The Snake and the Farmer is a fable attributed to Aesop, of which there are ancient variants and several more from both Europe and India dating from Mediaeval times. The story is classed as Aarne-Thompson-Uther type 285D, and its theme is that a broken friendship cannot be mended. While this fable does admit the possibility of a mutually beneficial relationship between man and snake, the similarly titled The Farmer and the Viper denies it.

==Versions of the fable==
The oldest Greek versions of the fable are numbered 51 in the Perry Index. A snake dwells in a hole at the farmer's threshold and is tolerated until his son accidentally steps on it and is bitten and killed. The enraged father then chases the snake with an axe and cuts off its tail. When he later attempts to make his peace with the snake, it refuses on the grounds that neither of them will ever forget their mutual injuries. Substantially the same story appears in the Neo-Latin poems by Hieronymus Osius and Pantaleon Candidus.

However, an alternative version of the story is found in Mediaeval European sources that is separately numbered 573 in the Perry Index. Here the snake feeds on food left by the man, or the left-overs from his table; it brings luck to the man, and as a consequence the man grows rich. Eventually he decides to kill the snake before it withdraw its favours, but the snake survives the attack and kills the man's son in revenge. The man then sues for peace but the snake replies that neither can forgive the other while evidences of former grievances remain.

In Marie de France's verse account at the close of the 12th century, the snake asks the farmer for a daily ration of milk and promises him enrichment. He is later persuaded by his wife to kill it and waits by its hole with an axe but only cleaves the stone at its entrance. The snake kills the man's sheep in revenge and when he asks for pardon tells him that he can no longer be trusted. The scar in the rock will always be a reminder of his bad faith. The moral on which Marie ends is never to take a woman's advice. The broad outlines remain the same in the story that appears in the Gesta Romanorum a century later. A knight in debt makes a bargain with a serpent and is similarly enriched. When he is persuaded to treachery by his wife, the serpent kills his child and he is reduced to poverty. It is interpreted there as an allegory of sin and false repentance.
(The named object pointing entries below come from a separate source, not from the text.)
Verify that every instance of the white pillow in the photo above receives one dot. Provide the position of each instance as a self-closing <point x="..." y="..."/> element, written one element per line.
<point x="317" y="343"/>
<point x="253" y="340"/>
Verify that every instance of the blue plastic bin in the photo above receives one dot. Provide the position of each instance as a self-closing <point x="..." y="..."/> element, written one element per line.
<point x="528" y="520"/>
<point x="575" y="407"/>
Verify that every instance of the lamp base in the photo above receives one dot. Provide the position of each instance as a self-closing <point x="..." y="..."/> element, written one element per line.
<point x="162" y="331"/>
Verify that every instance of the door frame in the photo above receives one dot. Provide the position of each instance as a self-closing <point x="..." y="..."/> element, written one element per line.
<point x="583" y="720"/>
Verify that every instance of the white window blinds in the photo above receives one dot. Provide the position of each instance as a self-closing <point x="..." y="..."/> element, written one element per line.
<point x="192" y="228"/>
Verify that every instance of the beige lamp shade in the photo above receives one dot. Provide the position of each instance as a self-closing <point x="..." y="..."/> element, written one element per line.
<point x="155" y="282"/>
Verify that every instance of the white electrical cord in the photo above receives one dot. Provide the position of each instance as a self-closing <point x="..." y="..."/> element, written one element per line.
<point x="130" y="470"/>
These latter versions may have been influenced by the similar story that was also added to the Indian Panchatantra at the end of the 12th century. A farmer sees a snake emerge from a mound in his field and brings it food as an offering. In return it leaves a gold coin in the bowl. In a development reminiscent of the Goose that Laid the Golden Eggs, the man's son believes he will find a treasure hoard in the snake's mound and tries to kill it, but loses his life instead. When the man comes to apologise, the snake rejects his peace making and declares that he is only motivated by greed.
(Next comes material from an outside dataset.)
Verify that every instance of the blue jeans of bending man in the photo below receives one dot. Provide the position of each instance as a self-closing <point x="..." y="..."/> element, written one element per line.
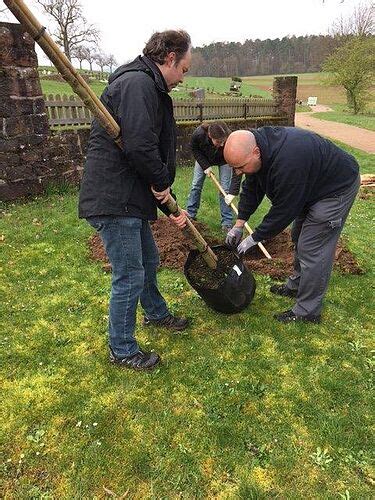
<point x="134" y="258"/>
<point x="194" y="199"/>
Joseph Jacobs has argued that the Indian source is the original and influenced all other versions, including those of antiquity, on the grounds that it is more comprehensive and explains points that are obscure in them. Later research has shown that there is no Sanskrit version of the story earlier than 1199 CE, when it first appears in Purnabhadra's recension (III/6). On this account and others, therefore, Francisco Rodríguez Adrados proposes that, on the contrary, the Indian version has been influenced by the Greek. He has, however, to theorise that some less fragmentary original, as yet undiscovered, underlies all the others and he does not explain how these variations came about.